Partiamo dall’inizio. La vostra storia discografica comincia nel 2020, ma sembra che tutti voi abbiate fatto della buona gavetta, a giudicare dalla matura consapevolezza del vostro approccio artistico. È così?

Sean, che è il più “vecchio” tra noi, ha un passato discografico importante con 4 LP da solista e 5 col suo gruppo storico “Progressivexperience” – oltre a numerosi tour live a livello europeo dal 2006 al 2020. Agostino invece è stato messo dietro una batteria e poi a un pianoforte già all’età di due anni, proseguendo poi con una formazione didattica che recentemente ha virato verso il jazz, collaborando con personaggi del calibro di Christian Meyer. Giuditta è una violoncellista professionista, che vanta numerose collaborazioni ad alti livelli. Nicole è Nicole! Siamo il suo primo progetto importante e possiamo dire con certezza che è una stella che doveva essere solo scoperta, con una timbrica vocale unica e straordinaria.

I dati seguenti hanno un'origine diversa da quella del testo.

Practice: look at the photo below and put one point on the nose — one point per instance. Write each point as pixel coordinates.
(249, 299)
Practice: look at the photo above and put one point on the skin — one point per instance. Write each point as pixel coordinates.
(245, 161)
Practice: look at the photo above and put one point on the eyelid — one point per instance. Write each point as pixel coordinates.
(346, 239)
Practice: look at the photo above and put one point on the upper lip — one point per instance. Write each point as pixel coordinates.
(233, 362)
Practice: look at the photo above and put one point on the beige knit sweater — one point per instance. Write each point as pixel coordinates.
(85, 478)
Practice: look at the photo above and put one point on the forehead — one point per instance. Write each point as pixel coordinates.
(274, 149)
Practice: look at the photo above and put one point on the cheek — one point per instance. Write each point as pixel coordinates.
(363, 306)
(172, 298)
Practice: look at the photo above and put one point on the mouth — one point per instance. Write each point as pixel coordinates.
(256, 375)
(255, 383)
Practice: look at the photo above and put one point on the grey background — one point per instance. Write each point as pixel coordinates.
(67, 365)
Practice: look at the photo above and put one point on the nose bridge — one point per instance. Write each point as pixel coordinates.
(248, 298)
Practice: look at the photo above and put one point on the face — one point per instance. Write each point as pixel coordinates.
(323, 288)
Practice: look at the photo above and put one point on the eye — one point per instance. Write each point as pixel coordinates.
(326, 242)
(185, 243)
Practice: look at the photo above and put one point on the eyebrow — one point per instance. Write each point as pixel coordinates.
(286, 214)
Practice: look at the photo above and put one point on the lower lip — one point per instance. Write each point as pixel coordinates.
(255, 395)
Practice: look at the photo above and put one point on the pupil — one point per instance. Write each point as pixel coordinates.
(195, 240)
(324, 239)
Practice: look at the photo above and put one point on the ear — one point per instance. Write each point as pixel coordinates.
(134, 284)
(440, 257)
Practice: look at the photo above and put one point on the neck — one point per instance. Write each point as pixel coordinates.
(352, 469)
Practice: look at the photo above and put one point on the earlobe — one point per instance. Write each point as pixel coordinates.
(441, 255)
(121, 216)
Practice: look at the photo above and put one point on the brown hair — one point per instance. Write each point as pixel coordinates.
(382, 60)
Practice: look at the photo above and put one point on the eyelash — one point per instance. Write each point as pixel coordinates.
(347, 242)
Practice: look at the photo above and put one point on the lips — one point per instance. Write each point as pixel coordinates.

Quali sono le esperienze che più hanno segnato il vostro percorso artistico?

Veniamo tutti da formazioni musicali diverse anche se convergenti, quindi questo progetto è riuscito a farci esprimere nei nostri modi più spontanei e profondi. Più che evolvere dalle esperienze pregresse, Tokyo Suicide è un modo per noi di generare delle libertà espressive nuove e sfuggire da anteriori schemi o pregiudizi creati con i gruppi precedenti, che per alcuni di noi erano troppo legati a degli stereotipi di genere. Tokyo Suicide, insomma, ci ha reso veramente liberi di esprimerci.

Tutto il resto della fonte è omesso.